Developers working with closed source ECM vendors struggle with giant developer footprints
I feel sorry for Laurence’s laptop:
“The complete Development install calls for 3GB of RAM (after a 1.7+GB download). That is no small thing for a development laptop. It needs to be on a newer machine. If you can move the database service to a different box, that will make your life easier.”
Oh dear. A 1.7GB download for a developer setup? Am I downloading a VM image or a content management server? Let’s look at Alfresco for a comparison. Assuming you are starting from scratch, and assuming you are going to go full-on with the Alfresco platform, your total download is right around 300MB. That includes:
- Alfresco SDK
- Alfresco WAR
- Alfresco WCM (Deployment listener and add-on to core repo)
- Apache Tomcat
- Sun JDK
- MySQL (Server and connector)
All of which runs comfortably in 2GB of RAM and won’t even cause your fan to kick on in 4GB.
Developers working with closed source ECM vendors have less choice
Optaros consultants are now split fairly evenly in their choice of OS across Windows, Mac OS X, and some flavor of Linux. Some people prefer MySQL and some prefer PostgreSQL. Mostly we use Eclipse for Java development but everyone’s got a preference. I use Tomcat for everything locally while others like JBoss. The point is, developers want to use their tools the way they want to. It’s not a stubbornness thing it’s an efficiency thing.
Within my CMS I want the same flexibility. I want to tweak settings. I want to name my database what I want. I want the flexibility to deploy across as many (or as few) nodes as I need to. From Laurence’s post, it sounds like Documentum clearly falls down here.
Developers working with closed source ECM vendors can’t see the code
It’s obvious, I know. For developers that work with open source it is extremely natural to use the CMS source code when debugging or for reference.

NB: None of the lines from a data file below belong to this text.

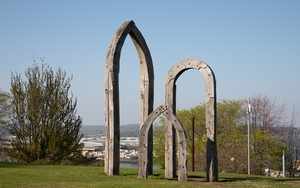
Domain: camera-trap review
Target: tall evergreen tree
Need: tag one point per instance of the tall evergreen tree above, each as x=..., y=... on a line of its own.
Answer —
x=44, y=124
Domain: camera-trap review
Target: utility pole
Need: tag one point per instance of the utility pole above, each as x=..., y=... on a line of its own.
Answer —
x=193, y=144
x=283, y=165
x=249, y=111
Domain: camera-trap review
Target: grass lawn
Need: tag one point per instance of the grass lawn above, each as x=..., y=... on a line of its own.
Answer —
x=36, y=175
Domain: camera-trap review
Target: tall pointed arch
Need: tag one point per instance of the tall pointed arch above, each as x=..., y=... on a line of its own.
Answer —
x=112, y=107
x=170, y=102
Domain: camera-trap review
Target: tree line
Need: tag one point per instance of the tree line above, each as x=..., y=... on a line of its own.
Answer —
x=270, y=136
x=40, y=114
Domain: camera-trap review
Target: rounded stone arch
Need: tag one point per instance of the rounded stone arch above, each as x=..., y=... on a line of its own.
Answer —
x=111, y=87
x=170, y=101
x=143, y=143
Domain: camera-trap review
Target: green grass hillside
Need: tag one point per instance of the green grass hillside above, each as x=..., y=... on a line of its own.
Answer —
x=36, y=175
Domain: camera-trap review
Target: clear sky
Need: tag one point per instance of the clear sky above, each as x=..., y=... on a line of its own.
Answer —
x=253, y=47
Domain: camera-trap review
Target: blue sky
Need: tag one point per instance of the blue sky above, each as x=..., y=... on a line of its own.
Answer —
x=253, y=47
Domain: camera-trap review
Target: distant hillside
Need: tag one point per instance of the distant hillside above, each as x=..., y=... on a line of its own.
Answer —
x=130, y=130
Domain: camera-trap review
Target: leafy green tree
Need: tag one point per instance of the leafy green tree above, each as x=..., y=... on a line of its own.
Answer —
x=267, y=143
x=4, y=108
x=44, y=124
x=268, y=129
x=267, y=152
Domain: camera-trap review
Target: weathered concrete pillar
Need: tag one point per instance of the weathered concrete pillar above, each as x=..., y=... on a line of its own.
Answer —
x=170, y=97
x=112, y=105
x=143, y=144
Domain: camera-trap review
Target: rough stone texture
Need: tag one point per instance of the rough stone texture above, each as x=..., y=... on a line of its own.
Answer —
x=143, y=144
x=112, y=107
x=170, y=102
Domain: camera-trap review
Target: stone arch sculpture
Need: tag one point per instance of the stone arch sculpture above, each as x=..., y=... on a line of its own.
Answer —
x=112, y=111
x=170, y=102
x=143, y=143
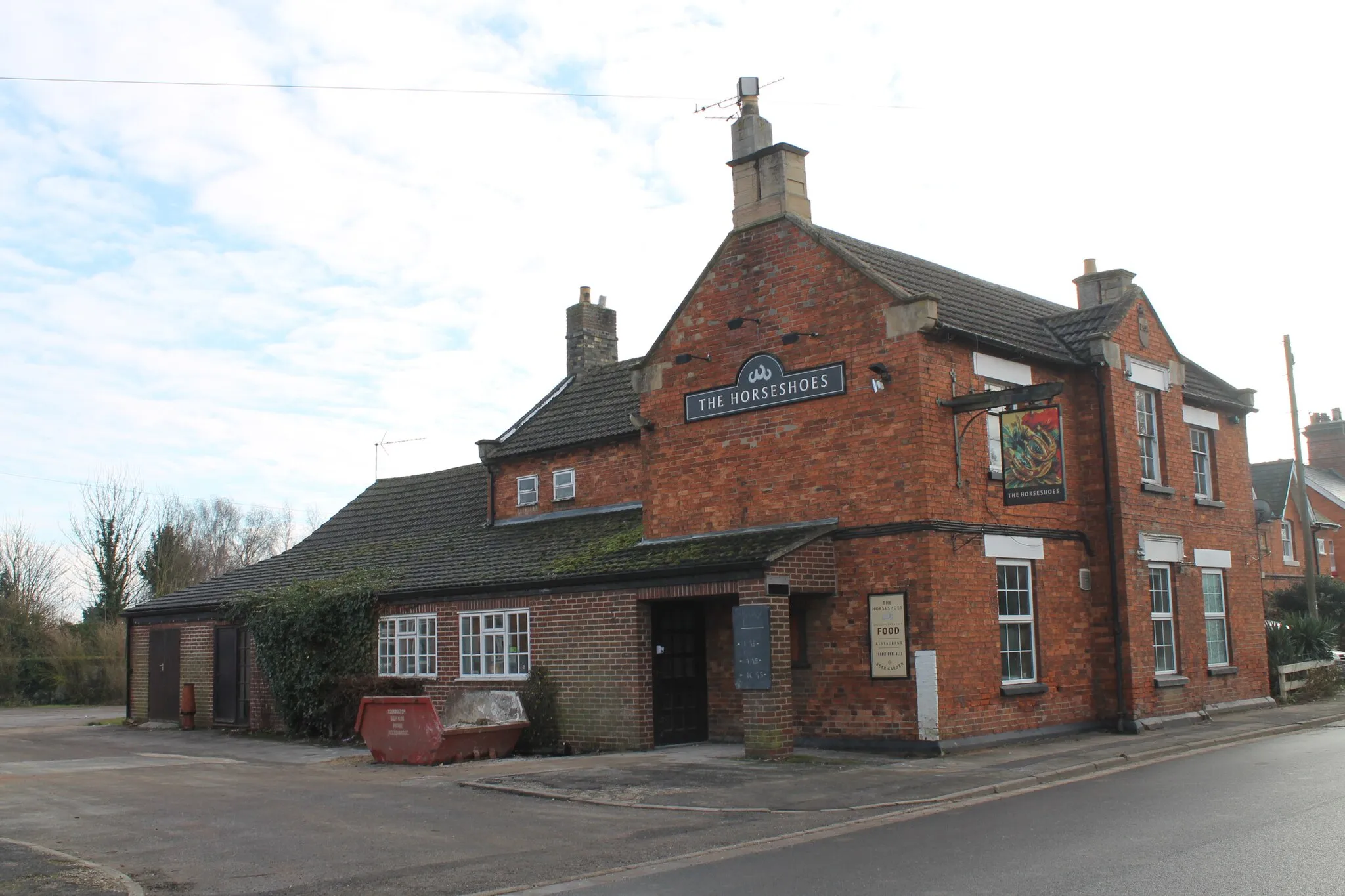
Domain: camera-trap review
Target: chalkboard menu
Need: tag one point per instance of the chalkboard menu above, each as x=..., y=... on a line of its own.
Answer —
x=888, y=636
x=752, y=648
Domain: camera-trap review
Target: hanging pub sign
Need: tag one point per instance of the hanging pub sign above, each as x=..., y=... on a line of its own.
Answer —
x=764, y=383
x=1033, y=454
x=888, y=636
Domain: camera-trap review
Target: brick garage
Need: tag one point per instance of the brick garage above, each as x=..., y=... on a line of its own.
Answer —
x=1134, y=597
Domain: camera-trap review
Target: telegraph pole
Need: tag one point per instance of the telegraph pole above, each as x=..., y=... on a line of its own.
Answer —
x=1305, y=509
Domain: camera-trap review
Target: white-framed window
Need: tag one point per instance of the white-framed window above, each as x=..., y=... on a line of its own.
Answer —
x=1201, y=463
x=1216, y=617
x=1017, y=645
x=563, y=485
x=494, y=644
x=408, y=645
x=526, y=490
x=1161, y=613
x=1146, y=419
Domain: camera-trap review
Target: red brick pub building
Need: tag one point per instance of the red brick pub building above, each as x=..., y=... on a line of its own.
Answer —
x=801, y=450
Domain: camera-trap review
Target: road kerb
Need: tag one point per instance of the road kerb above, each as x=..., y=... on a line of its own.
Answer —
x=1055, y=775
x=973, y=796
x=132, y=887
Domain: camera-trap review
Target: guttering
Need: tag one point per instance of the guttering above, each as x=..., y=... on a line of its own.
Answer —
x=666, y=575
x=127, y=622
x=565, y=515
x=1114, y=576
x=962, y=528
x=751, y=530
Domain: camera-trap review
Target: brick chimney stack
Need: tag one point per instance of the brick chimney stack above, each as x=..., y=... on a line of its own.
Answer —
x=590, y=333
x=1327, y=441
x=768, y=178
x=1101, y=288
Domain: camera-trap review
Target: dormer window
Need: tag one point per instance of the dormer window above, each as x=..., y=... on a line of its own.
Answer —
x=526, y=490
x=563, y=485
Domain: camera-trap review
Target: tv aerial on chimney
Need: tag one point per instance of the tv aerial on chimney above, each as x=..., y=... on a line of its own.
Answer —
x=382, y=444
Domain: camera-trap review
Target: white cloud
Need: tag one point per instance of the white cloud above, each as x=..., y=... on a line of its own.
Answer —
x=238, y=291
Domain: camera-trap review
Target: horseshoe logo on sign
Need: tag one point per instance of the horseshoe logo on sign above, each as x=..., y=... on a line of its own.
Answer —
x=761, y=375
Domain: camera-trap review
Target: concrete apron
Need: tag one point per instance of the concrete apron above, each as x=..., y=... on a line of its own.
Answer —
x=716, y=778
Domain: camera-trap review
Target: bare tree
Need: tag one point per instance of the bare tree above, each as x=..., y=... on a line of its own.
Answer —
x=32, y=576
x=109, y=535
x=194, y=542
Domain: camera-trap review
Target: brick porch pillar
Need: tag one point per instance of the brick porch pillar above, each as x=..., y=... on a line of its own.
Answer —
x=768, y=715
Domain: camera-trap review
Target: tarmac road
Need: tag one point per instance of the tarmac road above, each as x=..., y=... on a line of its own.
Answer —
x=1264, y=817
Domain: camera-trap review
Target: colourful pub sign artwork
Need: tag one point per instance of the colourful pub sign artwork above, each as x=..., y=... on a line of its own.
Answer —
x=1033, y=456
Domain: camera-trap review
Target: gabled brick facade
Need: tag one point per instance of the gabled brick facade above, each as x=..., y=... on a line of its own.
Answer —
x=877, y=490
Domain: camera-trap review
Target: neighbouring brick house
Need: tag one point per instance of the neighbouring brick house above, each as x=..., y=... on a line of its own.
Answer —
x=1281, y=534
x=806, y=448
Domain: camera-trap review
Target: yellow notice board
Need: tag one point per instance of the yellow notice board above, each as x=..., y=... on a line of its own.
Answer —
x=888, y=636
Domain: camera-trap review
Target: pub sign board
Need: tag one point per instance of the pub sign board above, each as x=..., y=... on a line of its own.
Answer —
x=752, y=648
x=888, y=636
x=1033, y=453
x=763, y=382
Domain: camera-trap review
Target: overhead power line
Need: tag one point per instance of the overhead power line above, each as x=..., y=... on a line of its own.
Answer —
x=439, y=91
x=242, y=83
x=160, y=495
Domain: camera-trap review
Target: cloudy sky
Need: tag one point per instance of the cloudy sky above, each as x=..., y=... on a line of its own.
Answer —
x=231, y=291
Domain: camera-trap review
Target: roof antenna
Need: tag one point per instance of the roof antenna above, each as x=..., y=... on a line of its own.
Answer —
x=382, y=444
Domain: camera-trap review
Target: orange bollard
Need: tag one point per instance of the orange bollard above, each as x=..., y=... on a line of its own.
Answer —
x=188, y=707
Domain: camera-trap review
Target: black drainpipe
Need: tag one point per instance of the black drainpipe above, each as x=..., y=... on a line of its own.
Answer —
x=128, y=670
x=490, y=508
x=1111, y=551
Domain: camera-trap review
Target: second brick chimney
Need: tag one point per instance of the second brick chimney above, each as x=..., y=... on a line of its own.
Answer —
x=1099, y=288
x=1327, y=441
x=590, y=333
x=768, y=178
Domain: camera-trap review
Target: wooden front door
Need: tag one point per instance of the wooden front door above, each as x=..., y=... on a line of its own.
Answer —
x=231, y=676
x=681, y=704
x=164, y=675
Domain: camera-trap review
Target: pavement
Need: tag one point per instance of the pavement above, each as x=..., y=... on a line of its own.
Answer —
x=1259, y=819
x=209, y=812
x=717, y=778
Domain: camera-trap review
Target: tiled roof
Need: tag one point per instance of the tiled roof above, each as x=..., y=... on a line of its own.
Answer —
x=594, y=405
x=966, y=303
x=998, y=314
x=1271, y=482
x=1327, y=482
x=428, y=535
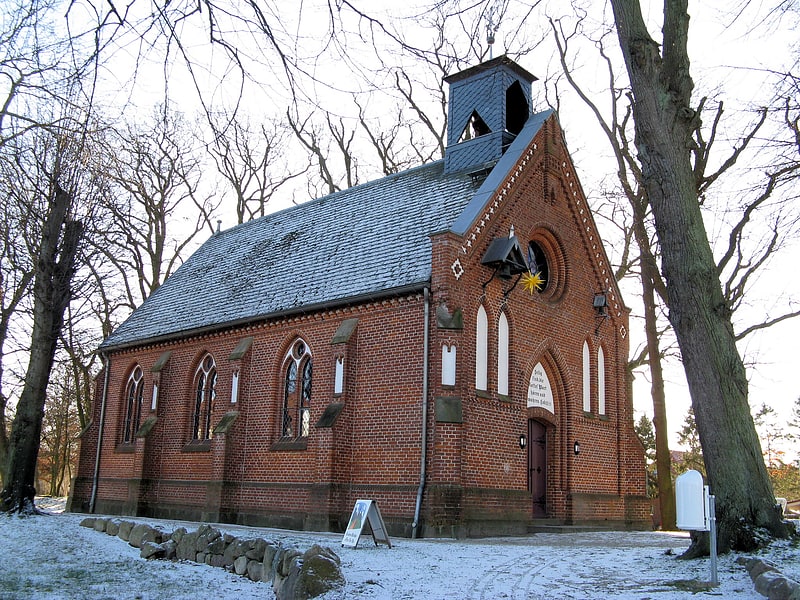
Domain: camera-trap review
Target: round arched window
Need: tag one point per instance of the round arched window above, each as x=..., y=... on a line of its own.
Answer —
x=546, y=258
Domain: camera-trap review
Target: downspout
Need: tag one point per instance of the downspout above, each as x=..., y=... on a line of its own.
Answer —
x=424, y=449
x=96, y=477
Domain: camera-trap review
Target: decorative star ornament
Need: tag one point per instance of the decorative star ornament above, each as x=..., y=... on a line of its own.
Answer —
x=532, y=282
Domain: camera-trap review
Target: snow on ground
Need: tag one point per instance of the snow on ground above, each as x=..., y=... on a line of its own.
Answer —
x=52, y=557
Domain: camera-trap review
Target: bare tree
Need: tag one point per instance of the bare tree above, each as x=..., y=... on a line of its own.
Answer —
x=251, y=160
x=56, y=163
x=157, y=207
x=665, y=122
x=60, y=429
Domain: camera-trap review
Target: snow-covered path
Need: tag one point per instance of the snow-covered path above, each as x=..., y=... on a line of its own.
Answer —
x=52, y=557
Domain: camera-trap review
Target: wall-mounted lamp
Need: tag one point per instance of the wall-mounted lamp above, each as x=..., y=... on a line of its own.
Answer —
x=600, y=303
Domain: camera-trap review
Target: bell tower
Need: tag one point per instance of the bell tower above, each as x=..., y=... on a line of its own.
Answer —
x=489, y=104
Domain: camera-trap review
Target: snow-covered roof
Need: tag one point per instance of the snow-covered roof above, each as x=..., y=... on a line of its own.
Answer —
x=370, y=240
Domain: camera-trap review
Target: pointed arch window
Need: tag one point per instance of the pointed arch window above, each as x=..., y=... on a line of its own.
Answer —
x=481, y=349
x=502, y=355
x=448, y=364
x=587, y=379
x=205, y=394
x=134, y=394
x=296, y=411
x=601, y=381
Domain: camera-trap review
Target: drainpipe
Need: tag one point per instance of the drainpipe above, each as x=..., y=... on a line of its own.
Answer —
x=96, y=477
x=424, y=448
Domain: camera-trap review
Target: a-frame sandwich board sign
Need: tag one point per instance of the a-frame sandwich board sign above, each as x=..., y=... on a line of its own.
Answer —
x=365, y=512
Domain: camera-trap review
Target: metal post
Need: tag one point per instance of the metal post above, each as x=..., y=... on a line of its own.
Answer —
x=712, y=516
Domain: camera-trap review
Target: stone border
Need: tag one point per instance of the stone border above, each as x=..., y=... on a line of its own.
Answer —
x=294, y=574
x=769, y=581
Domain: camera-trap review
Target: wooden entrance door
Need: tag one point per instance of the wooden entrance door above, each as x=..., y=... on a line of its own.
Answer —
x=537, y=467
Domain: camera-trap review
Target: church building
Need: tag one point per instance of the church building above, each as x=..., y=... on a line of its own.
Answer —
x=448, y=341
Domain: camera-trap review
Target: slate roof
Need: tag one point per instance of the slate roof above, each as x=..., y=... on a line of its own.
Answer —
x=367, y=241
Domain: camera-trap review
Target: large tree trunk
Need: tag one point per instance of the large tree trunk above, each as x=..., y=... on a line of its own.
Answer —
x=666, y=491
x=54, y=270
x=664, y=122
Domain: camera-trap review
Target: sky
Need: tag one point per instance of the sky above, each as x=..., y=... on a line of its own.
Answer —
x=52, y=557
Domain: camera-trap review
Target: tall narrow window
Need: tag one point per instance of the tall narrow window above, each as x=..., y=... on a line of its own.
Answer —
x=134, y=392
x=601, y=381
x=448, y=364
x=234, y=387
x=338, y=375
x=296, y=412
x=481, y=350
x=205, y=395
x=587, y=380
x=502, y=355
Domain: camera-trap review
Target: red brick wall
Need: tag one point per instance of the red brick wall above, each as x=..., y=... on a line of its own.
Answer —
x=476, y=480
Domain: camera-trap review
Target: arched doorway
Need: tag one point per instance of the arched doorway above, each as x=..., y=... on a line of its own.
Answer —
x=537, y=467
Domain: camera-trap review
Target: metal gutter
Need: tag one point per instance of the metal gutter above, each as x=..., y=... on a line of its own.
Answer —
x=424, y=443
x=216, y=327
x=96, y=476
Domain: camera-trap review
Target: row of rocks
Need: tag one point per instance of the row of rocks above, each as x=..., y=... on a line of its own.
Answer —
x=769, y=581
x=295, y=575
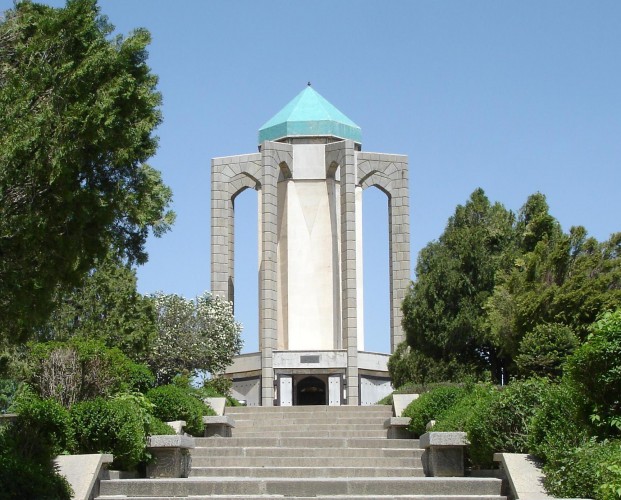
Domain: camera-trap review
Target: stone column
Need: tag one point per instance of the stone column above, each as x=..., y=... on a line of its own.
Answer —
x=343, y=154
x=221, y=231
x=390, y=174
x=274, y=155
x=399, y=230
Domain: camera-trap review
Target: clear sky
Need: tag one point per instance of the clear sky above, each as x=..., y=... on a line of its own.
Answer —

You don’t even think about it–it’s just there and you use it. Imagine the frustration of someone who works with closed source CMS who has to routinely decompile classes to figure out what’s going on. That truly sucks. What good is a “Developer Edition” that doesn’t come with source code?
Partner defections from closed source are on the rise
I’ve seen recent announcements from multiple partners who were previously exclusive to closed source vendors but are now adding open source to their partner list. This is a reflection of increasing demand by customers who are realizing the business value of open source, especially in tough economic times as well as partners’ desire to make up for sagging demand in the proprietary world. But could it also be that more firms are realizing how much more productive and pleasant it is to work with open source content management?
Help your employer/client see the light
Open source ECM technologies like Alfresco, Drupal, Liferay, Lucene, and many others, are now at or beyond their closed source equivalents. If you are a developer who’s sick of the shackles closed source CMS places on you, why not suggest exploring open source alternatives?